Il nodo delle risorse (e del tempo)
Il Piano Nazionale di Ripresa e Resilienza (PNRR) ha messo a disposizione fondi importanti: dei circa 15 miliardi per la sanità, oltre 7 sono destinati al potenziamento della rete territoriale. Tuttavia, a un anno e mezzo dalla fine della finestra temporale di attuazione, la Regione è ancora molto indietro: «L’obiettivo è arrivare ad almeno 200 Case di Comunità con i servizi previsti garantiti, oggi sono solo dieci – avverte Astuti – Se non si riesce entro i tempi del PNRR, per completare iol progetto bisognerà usare risorse proprie».

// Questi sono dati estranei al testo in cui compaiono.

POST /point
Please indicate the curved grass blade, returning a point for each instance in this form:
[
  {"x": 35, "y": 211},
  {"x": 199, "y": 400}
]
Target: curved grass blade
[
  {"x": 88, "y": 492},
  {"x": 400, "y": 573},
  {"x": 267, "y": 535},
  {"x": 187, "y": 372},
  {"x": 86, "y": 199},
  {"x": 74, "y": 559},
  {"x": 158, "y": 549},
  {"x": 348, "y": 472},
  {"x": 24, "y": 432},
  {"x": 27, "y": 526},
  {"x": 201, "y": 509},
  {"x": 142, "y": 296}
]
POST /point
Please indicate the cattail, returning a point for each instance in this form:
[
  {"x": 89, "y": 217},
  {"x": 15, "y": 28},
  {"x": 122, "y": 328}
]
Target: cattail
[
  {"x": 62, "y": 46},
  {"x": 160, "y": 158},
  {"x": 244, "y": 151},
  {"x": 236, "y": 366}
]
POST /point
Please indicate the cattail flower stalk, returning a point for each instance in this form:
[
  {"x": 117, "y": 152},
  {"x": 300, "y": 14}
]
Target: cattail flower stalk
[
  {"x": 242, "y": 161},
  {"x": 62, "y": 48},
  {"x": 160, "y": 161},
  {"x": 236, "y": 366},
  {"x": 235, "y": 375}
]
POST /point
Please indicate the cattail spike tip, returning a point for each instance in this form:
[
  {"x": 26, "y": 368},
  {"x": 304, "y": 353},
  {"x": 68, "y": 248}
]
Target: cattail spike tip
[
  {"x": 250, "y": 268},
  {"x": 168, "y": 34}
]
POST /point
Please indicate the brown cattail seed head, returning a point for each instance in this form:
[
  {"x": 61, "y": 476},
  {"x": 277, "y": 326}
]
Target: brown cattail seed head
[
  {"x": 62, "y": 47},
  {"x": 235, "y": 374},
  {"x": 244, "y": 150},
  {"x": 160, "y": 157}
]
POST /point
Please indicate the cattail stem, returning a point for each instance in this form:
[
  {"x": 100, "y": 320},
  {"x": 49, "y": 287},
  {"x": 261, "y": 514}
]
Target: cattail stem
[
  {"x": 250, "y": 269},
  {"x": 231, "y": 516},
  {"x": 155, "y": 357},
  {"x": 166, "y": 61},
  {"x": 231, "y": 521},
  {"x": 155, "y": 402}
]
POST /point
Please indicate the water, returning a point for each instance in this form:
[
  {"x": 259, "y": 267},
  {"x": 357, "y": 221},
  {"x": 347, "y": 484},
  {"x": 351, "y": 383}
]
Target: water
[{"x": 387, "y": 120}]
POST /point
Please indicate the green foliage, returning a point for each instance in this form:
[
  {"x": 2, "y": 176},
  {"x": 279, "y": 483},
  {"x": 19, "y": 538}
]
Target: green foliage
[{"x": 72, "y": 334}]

«La Costituzione garantisce il diritto alla salute per tutti, ma oggi questo è messo in crisi da un sistema ancora troppo incentrato sugli ospedali – conclude Astuti – Le Case di Comunità rappresentano una risposta concreta e moderna: ma per metterle davvero in pratica servono chiarezza, risorse umane e volontà politica. Serve un’accelerazione immediata per garantire una sanità territoriale che funzioni davvero, che ascolti i cittadini e che sia un presidio di equità e accesso alle cure per tutti. Noi continueremo a vigilare e a sollecitare la giunta lombarda perché il progetto non si fermi a metà strada e perché la sanità territoriale diventi davvero un presidio di equità e accesso alle cure per tutti. Non si può continuare a scaricare le responsabilità sui direttori generali, ma è necessario capire che il problema risiede nella base del sistema. Un sistema da riformare, se vogliamo riconquistare quel primato che la Lombardia ha purtroppo smarrito da tempo, rimettendo mano alle norme, alla regolazione e alla pianificazione che governano la nostra regione».